I posted with NEPA as you suggested and cross-referenced to this site. I'll see what kind of a response I may get.

Rob


----------



## Keepin' Warm (Nov 19, 2012)

Keepin' Warm said:


> Thanks for your reply. In fact it is below. I took a picture of it and will post it later from home. It's the damper on the left shown above in a previous post that is hinged. When opened, the ashbox is directly inside of it. The liner is not cracked but is made of several cast pieces that lock into place. The rectangular slots at the top of the inserts are what locates them. We removed them along with the other bits that can be taken off easily to save weight when it came to installing the stove. Thanks for pointing out the crack.  I will cement the gap that's showing. The i.d. plate shows that it's a *Type 2*. Maybe that designates it as a coal stove?
> 
> Rob


 
Here's the photo. You can see the ash box with a wire handle inside the opened damper. Your suggestion about the dampers was right on! The top of the stove seems hotter than it was with the bottom damper not throttled back. I neglected to mention it also has a slide damper at the back of the stove where the flue gases enter the box on the outside of the stove (don't know the proper term) that leads to the stove pipe. Again, I'm not sure exactly how to set it but right now it's at half way. I imagine the more you close it the hotter the stove top becomes. Thanks again for your help. 

Rob


----------



## Keepin' Warm (Nov 19, 2012)

begreen said:


> Not sure about the type 2 designation but by the look of things I would say this is meant to burn coal. The stove will burn wood, but probably not as efficiently or evenly. The air supply is mostly set up for coal which takes air under the fire to keep it going. Wood on the other hand gets it's air supplied at the fire and above for a basic reburn. If you try burning wood, start the fire with the bottom control open and the top halfway closed. Once the fire has started and it burning well, turn down the bottom air supply as far as possible without extinguishing the fire.
> 
> You might post on the coal forum over at www.nepacrossroads.com to see if they recognize this stove.


 
The posters on the site you have above agree it's a coal stove.  I never had a clue although my grandparents had one but I was just a kid back then and wouldn't have known except they actually had a small coal shed which at the time intrigued me. Thanks for your insights.

Rob


----------



## begreen (Nov 22, 2012)

Keepin' Warm said:


> Here's the photo. You can see the ash box with a wire handle inside the opened damper. Your suggestion about the dampers was right on! The top of the stove seems hotter than it was with the bottom damper not throttled back. I neglected to mention it also has a slide damper at the back of the stove where the flue gases enter the box on the outside of the stove (don't know the proper term) that leads to the stove pipe. Again, I'm not sure exactly how to set it but right now it's at half way. I imagine the more you close it the hotter the stove top becomes. Thanks again for your help.
> 
> Rob


 
The back damper could be a flue damper or it could be a flue gas diverter. You will have to examine it's operation. All cook stoves that I have seen have a diverter to reroute the flue gases around the oven for more even heating. You engage this diverter once the fire is going well and has warmed the top up.

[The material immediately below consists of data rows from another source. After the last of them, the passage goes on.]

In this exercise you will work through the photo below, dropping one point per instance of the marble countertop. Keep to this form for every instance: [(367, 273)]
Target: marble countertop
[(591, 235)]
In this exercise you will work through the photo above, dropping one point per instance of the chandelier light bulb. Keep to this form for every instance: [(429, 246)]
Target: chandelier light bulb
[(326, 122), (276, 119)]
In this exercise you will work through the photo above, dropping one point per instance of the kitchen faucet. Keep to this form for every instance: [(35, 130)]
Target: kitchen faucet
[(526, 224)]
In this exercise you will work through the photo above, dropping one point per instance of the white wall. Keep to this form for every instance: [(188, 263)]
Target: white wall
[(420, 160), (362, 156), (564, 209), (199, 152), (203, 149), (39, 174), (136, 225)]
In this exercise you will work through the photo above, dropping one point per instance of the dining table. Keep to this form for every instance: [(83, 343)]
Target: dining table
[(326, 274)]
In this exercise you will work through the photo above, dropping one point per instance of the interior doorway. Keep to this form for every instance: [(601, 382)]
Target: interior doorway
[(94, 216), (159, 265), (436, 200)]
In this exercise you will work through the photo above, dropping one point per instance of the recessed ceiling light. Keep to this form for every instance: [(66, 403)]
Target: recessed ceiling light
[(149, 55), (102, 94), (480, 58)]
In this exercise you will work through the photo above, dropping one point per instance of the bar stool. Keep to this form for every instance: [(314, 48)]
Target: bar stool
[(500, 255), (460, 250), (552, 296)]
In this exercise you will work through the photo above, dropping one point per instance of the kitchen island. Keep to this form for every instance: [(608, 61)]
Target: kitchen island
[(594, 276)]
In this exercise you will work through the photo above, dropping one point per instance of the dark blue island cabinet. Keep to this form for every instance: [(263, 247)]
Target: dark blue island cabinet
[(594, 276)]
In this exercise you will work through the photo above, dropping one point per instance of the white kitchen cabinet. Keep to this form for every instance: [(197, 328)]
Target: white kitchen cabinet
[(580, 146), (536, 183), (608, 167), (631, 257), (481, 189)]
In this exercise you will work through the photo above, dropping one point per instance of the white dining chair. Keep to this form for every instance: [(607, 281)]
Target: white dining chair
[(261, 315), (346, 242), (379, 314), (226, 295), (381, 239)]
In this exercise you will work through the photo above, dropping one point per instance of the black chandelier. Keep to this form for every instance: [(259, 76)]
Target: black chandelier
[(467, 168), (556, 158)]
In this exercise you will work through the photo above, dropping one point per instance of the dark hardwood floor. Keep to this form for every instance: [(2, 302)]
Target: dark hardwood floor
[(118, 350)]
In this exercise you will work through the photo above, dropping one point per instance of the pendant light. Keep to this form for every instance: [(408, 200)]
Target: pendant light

Here is some general info about wood cook stoves that may be helpful.

http://www.motherearthnews.com/Modern-Homesteading/2004-12-01/The-Art-of-the-Wood-Cookstove.aspx

And this video is with a somewhat similar stove as yours. It has a great old fellow telling how to run the stove.


----------



## Keepin' Warm (Nov 29, 2012)

begreen said:


> The back damper could be a flue damper or it could be a flue gas diverter. You will have to examine it's operation. All cook stoves that I have seen have a diverter to reroute the flue gases around the oven for more even heating. You engage this diverter once the fire is going well and has warmed the top up.
> 
> Here is some general info about wood cook stoves that may be helpful.
> 
> ...


 
Thanks for the information.  I printed off the cook stove article and watched the video. It reminded me of my grandparents stove back in the day. The term "eyes" (I think that's what he used to describe the removable top plates) I'd never heard of before. I'm getting the hang of the dampers now and all but close the bottom one once the fire is going well. I'm expecting a load of firewood this weekend from a local seller to supplement my own supply. It's kind of like the saying "Bringing coal to Newcastle" as I have my own woodlot but not the time right now to put it up. 

Rob


----------